Behind his closed eyes, Eril’s head reverberated like an echo chamber, quivering with soundless vibration. The residue of the blast went on and on. A howl of pain burst from the hidden creases of his memory like a genie freed from a bottle and condensed into a sound, a name.
WEIRAM!
He saw himself sitting in his stinger, watching the scintillating particles that had once been a flagship and the man who commanded it.
The name broke into fragments, each syllable a sob. The sobs echoed and multiplied, rolling through his body and spilling out into of the cabin of the stinger. Each fres
h wave hammered him thinner and thinner until he blew away like the darkening dust.
Eril had never admitted how close Weiram came to the father he needed, the father he’d lost when his own disappeared into the reaches of space. He couldn’t admit it now. But he remembered the unexpected touch on his shoulder, the kindly eyes, the ready smile. The words of encouragement given just as he’d reached his limit. Remembered the man who’d weaseled past the defenses of a rebellious young cadet, taught him, cajoled him, disciplined him. Loved him. And in the end, saved his life.
I should have died at Albion. Or New Paris, or any one of a dozen places, trying to hide from what I’d lost.
No. I should have lived. I should not have forgotten.
o0o
Eril opened his eyes and blinked. His ears brought him nothing but a dense silence. He struggled upright.
Beside him, Brianna sat with her mouth open, her fingers tearing at her hair and ears. Eril knew she was screaming, but he heard nothing. Kithri had collapsed ashen-faced against the rails. Lennart’s head was down between his knees with his hands clasped over the back of his neck. Raerquel had retreated into a featureless lump of silver flesh.

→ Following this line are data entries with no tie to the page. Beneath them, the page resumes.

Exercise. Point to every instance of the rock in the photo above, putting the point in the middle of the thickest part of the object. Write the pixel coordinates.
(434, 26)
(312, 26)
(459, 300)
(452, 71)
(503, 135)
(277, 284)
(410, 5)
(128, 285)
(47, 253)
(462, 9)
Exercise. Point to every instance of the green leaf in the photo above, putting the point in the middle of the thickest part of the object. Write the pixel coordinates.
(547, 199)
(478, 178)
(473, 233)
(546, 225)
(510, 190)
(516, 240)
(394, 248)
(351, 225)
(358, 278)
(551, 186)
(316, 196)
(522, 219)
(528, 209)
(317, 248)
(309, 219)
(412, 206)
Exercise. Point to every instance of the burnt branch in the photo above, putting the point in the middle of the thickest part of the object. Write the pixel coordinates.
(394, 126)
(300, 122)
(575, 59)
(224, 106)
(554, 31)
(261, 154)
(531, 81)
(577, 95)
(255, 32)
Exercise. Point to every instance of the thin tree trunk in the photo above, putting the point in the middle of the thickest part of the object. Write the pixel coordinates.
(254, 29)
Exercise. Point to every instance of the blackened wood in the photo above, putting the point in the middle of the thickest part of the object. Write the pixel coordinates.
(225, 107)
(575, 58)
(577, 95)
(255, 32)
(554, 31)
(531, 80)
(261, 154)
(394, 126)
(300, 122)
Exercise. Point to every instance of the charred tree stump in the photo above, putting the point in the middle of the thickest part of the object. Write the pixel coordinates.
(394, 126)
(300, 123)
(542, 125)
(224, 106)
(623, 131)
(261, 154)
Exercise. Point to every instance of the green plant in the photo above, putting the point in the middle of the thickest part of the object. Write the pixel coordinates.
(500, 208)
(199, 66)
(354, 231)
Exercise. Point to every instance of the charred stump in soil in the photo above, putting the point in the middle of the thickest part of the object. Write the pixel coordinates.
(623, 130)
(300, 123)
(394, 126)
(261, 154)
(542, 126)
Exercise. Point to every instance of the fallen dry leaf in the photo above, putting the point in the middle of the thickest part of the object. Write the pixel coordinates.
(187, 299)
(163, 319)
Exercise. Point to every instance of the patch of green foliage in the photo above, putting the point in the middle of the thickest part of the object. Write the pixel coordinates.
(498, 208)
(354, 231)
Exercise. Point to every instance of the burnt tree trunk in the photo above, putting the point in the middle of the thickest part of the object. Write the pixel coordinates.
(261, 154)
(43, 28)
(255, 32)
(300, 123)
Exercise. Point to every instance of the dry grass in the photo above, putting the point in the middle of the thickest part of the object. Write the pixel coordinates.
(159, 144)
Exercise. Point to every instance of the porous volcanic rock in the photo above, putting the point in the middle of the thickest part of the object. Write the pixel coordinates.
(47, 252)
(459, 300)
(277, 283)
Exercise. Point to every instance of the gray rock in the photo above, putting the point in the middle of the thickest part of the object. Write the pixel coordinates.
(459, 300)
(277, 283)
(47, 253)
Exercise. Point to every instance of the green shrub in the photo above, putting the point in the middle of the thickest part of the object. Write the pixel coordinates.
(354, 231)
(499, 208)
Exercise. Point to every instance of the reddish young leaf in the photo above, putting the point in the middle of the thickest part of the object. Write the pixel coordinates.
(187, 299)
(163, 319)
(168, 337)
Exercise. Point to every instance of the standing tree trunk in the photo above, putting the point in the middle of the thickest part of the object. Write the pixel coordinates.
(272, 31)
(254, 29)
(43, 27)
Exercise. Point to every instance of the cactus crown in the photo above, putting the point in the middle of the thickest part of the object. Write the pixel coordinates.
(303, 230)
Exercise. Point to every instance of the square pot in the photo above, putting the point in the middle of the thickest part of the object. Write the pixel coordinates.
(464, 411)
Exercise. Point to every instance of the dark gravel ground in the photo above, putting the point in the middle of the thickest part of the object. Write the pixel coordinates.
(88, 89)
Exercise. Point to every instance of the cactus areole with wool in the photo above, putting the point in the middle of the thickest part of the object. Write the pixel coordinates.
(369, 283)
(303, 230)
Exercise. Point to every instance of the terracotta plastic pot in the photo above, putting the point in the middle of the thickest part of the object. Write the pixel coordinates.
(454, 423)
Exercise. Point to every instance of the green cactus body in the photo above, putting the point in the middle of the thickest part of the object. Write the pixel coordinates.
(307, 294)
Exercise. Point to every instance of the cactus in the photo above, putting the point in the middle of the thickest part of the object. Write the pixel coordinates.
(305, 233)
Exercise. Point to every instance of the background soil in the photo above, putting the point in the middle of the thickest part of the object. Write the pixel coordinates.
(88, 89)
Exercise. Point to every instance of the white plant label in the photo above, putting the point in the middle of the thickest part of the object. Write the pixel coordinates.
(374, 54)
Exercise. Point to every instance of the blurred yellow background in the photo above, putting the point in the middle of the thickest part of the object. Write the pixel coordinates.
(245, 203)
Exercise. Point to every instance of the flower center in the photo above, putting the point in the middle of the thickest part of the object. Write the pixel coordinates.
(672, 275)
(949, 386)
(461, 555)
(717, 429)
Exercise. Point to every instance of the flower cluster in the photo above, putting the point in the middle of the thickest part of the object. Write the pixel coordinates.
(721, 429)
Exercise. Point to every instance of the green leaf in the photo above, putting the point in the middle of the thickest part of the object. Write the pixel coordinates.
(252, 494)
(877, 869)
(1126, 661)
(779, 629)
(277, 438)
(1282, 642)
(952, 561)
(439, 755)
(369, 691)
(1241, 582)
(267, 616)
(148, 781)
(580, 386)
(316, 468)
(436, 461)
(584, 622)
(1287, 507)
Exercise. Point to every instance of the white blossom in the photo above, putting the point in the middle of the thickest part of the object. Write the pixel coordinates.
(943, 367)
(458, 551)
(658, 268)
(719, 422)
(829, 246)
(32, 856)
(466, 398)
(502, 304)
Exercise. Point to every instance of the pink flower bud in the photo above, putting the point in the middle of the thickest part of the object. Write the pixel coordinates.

Eril grabbed Brianna by the shoulders and shouted for her to get a hold on herself. He couldn’t hear his own voice nor, judging from her reaction, could she. He forced her to meet his eyes, mouthing, Are you all right?, forgetting that the implanted translator couldn’t interpret it.
Brianna’s eyes came back into focus and she pointed to her ears. Me, too, he mimed and then turned back to the others. Lennart gripped the edge of the platform, retching. Kithri crawled to Raerquel’s side and hesitantly lay one hand on the gastropoid’s hide.
Grimly Eril considered their course of action if the gastropoid was dead or couldn’t be roused. Raerquel had rescued them because it still had hope, because it thought that together they could still make a difference. It had gotten enough from Kithri’s mind to convince it the experiment could still work. He’d be damned if he was going to let that go to waste because of freak bad luck. They’d have to make it to the Mountains-of-Darkness on their own, even if it meant paddling the transport like a raft. Skies only knew what they’d find there — maybe Duvach, who’d always been friendly, or one of the saner Council members. Someone who could carry on the project. But first they had to get there.